Но почему за деревьями, всего в пяти шагах, стоит кто-то, от кого исходит могильный холод? Стоит и всматривается в темноту невидящими провалами глазниц. Почему затхлый запах болота ползет над землей? Почему ужас струится вверх дымчатой, ледяной поволокой, обвивается вокруг коленей, стискивает грудь и дышит в лицо?
Это воображение, все лишь воображение. Видение, порожденное чувством вины, чувством несправедливости. Детский страх перед именем «Харалуг», который передается из поколения в поколение, который деды внушают внукам, рассказывая им сказки, сидя у камина зимними вечерами. И там, где горят свечи и пылает очаг, там, где на теплом ковре вместе с тобой и дедом лежат разбросанные плюшевые игрушки, эти сказки приятно будоражат кровь, заставляют прижиматься к надежному, родному плечу. И дают ощущение счастья — от тепла, света и безопасности.
В лесу же имя Харалуга прозвучало совсем по-другому. Харалуг. Само это слово встало вне закона, никто не смел называть этим именем детей, никто не смел произносить его вслух. Теперь Избор понял, почему.
Он не выдержал напряжения — развернулся и побежал прочь, ломая ветки и спотыкаясь. И слышал — слышал топот за спиной, тяжелый, неровный. Слышал, как хрустят под ногами преследователя сучки, и как шуршат листья, раздвигаемые его руками. Не слышал только дыхания…
Холодный рассвет застал его на берегу ручейка, который можно перешагнуть, не замочив ног. Небо затянули бледно-серые облака, и туманная дымка не спешила рассеиваться. Избор напился — от голода голова отказывалась думать, отказывалась принимать реальность такой, как есть. Все вокруг пошатывалось и расплывалось. Черные ягоды на кусте с длинными серебристыми листьями удивительно напоминали черемуху, но на вкус Избор их пробовать не решился. И белые ягоды, внутри похожие на ватные шарики, он есть тоже не стал. Единственная знакомая ему ягода — брусника, оказалась горькой на вкус, и горстка ее скрутила желудок острой болью.
Избор отошел от ручейка не меньше чем на четверть версты, когда вдруг подумал, что ручей обязательно течет к реке. Иначе быть просто не может! Ему не пришло в голову, что ручей может питать лесное озерцо или болото. Он вернулся, надеясь четко придерживаться нужного направления, но, как ни старался, ручейка не нашел. Солнца не было, и он не знал, на север или на юг идет. Но ведь если все время идти прямо, то рано или поздно лес должен кончиться? Его должна пересечь дорога или река! Не может быть, чтобы он простирался бесконечно!

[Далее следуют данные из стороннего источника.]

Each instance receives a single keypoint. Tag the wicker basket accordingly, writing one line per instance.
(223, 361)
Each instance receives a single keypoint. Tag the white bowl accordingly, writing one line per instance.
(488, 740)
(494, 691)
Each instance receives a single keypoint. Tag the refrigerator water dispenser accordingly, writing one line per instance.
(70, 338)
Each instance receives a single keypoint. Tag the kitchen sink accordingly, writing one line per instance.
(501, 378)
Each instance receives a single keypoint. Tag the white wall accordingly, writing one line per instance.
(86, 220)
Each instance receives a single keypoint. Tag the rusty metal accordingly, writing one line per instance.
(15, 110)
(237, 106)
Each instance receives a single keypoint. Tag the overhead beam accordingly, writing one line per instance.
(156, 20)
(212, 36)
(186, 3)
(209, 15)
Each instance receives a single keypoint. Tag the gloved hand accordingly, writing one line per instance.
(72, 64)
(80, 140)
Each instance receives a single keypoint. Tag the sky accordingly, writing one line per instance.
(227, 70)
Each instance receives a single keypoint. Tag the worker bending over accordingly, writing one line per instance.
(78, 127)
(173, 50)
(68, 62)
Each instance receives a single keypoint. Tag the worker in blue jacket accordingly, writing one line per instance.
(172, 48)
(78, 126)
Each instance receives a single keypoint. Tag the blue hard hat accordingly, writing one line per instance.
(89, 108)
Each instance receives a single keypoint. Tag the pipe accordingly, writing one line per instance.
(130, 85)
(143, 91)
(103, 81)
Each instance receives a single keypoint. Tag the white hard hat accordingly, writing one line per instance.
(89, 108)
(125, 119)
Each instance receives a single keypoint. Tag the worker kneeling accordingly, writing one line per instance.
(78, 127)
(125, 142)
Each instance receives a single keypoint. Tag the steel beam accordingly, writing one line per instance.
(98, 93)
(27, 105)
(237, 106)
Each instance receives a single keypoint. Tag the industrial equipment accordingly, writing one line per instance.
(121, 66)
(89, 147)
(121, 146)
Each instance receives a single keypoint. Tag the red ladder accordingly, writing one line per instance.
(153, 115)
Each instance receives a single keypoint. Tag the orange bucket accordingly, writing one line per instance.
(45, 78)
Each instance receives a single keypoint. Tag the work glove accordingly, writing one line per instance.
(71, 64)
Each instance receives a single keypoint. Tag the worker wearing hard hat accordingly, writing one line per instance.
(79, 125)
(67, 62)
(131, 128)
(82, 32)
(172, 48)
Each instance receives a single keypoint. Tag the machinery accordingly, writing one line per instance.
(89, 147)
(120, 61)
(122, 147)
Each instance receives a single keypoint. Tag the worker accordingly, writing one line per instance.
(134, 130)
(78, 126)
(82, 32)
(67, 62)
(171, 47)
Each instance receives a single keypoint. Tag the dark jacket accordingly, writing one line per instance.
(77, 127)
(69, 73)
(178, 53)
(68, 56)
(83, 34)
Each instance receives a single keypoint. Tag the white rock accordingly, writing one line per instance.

И Избор брел прямо, и надежда его росла с каждой минутой. Чем дольше он идет, тем ближе край леса. Через пару часов ему снова встретился куст с белыми, ватными ягодами, и он чуть не вскрикнул от радости: кто-то рвал их и разминал пальцами! Вот они, упавшие в мох! И след сапога, такой отчетливый! Кто-то прошел здесь совсем недавно! Избор хотел закричать, позвать на помощь, но быстро осекся… Это был его собственный след. Он шел по кругу, он нисколько не приближался к краю леса, он плутал здесь столько времени совершенно без всякого толка. И без всякой надежды!
Он хотел упасть на землю и больше не вставать. Силы иссякли, голод превратился в грызущую боль, и впереди ничего, кроме новой ночи с кошмарными виденьями его не ожидало! Но вместо того, чтобы опуститься на землю, Избор побежал. Словно надеялся убежать от реальности, от страха, от отчаянья!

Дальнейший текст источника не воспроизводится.